1600人の女性バイカーが集まったこのイベントを、BMWの「MAKE LIFE A RIDE」キャンペーンやBMW設立100周年を記念するコンセプトバイク「Motorrad Vision Next 100」の写真ビジュアル、またヤマハ・ヨーロッパのカスタムプロジェクト「Yard Built」に参加した木村信也氏の“Fastor Son”の写真撮影を担当したスペイン人女性写真家・Kristina Fender(クルスティナ・フェンダー)が撮影&レポートします。

女性ライダーの先入観を打ち破れ!
6:00 am
私は暗い部屋の中で目覚めた。ベッドにひとり腰掛けて周りを見回しても、いまの状況を把握できずにいた。旅の始まりはいつもこうだ。突然、私はそこに現れる。どうやってそこにやってきたかなんてことはあっという間に忘れ去ってしまうのだ。そんなことは重要じゃない、その証拠だ。
4歩先にあるドアを開けると、私の住むスペインではすっかり秋だと言うのに、夏のように暑いカリフォルニア州のジョシュア・ツリー国立公園の中の砂漠が広がり、自分が再びアメリカにやってきたことを思い出した。
表に出てタバコを吸っているあいだも、私はまだ完全に目覚めていなかった。しかし燃えるように鮮やかに焼けた地平線が一日の始まりを告げ、そのオレンジの光りが広がるのをタバコの煙越しに眺め、間違いなく今日も暑くなる、と感じた。
2年前にも、同じような経験をしたことをよく覚えている。2014年に訪れた「Babes Ride Out」は、私にとって衝撃だった。誰かに格好いいイベントがあると教えられ、最初はそのビジュアルだけを見てクールなイベントだと感じた。しかし私は、そのイベントが70人の女性ライダーだけで行われたと言うことを知り、大いに驚いた。いずれにしても、筋肉で武装し、ヒゲで飾った男どもの干渉を受けず、女たちだけで如何にバイクに乗り、楽しむのか。それを確かめる必要があると思ったのだ。

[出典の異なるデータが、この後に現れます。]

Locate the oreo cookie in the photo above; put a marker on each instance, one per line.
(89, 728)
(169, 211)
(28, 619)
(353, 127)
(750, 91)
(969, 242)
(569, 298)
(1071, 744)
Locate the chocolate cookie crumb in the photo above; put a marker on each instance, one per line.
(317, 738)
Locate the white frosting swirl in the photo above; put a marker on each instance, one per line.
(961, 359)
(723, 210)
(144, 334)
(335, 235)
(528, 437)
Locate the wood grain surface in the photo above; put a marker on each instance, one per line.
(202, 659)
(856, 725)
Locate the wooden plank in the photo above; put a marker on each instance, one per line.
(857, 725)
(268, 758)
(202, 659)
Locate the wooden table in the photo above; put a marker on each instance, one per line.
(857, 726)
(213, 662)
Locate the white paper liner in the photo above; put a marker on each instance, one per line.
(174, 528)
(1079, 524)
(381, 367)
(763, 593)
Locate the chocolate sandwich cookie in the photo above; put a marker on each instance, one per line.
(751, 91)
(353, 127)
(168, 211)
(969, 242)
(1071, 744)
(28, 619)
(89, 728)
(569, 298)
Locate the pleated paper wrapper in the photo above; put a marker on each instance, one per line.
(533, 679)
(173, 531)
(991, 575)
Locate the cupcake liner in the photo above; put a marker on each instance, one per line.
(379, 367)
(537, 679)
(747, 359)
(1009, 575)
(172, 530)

「Babes Ride Out」は、友人であるアーニャ・ヴァイオレット(Anya Violet)とアスモア・エリス(Asmore Ellis)がスタートさせたイベントだ。2013年6月、その年にオフロードバイクに乗り始めた二人が訪れた、カリフォルニアで開催されているカスタムバイク系イベント“Born Free Motorcycle Show/ボーンフリー・モーターサイクルショー”での二人の会話が始まりだった。
そのアイディアはじつに単純で、女の子のバイカーばかりが集まる“ガールズ・ウィークエンド”をSNSだけで呼びかければ何人が集まるだろうか、というものだった。彼女たちはそのイベントをその年の10月下旬に開催すると決め、そのために動き始めた。モットーは“男ナシ、媚びる必要ナシ”と“偏見と戦う必要のない、すべての女性のための空間を造り上げること”だ。
アーニャとアスモアは当初、10~15台は集まると考えていた。しかし告知を始めると日に日に参加台数が増え、イベント当日の集合場所には、遠く東海岸からの参加者を含む70人のライダーが集まっていた。そして彼女たちは砂漠の街/ボレゴスプリングス近くの砂漠で、サソリに囲まれながら、許可なくキャンプをして過ごしたのだった。
その経験は、彼女たちにとってかけがえのないものになった。そしてその経験をより多くの人々に伝え、共有する必要があると感じ、再びそのイベントを開催しようと考えるようになった。しかし次回はオフィシャルに開催するためキャンプサイトと契約し、トイレと水を確保する必要があった。そして彼女たちは翌年、彼女たちの地元であるジョシュア・ツリー国立公園内のキャンプ場に場所を移し、500人の女性ライダーを集めイベントを開催した。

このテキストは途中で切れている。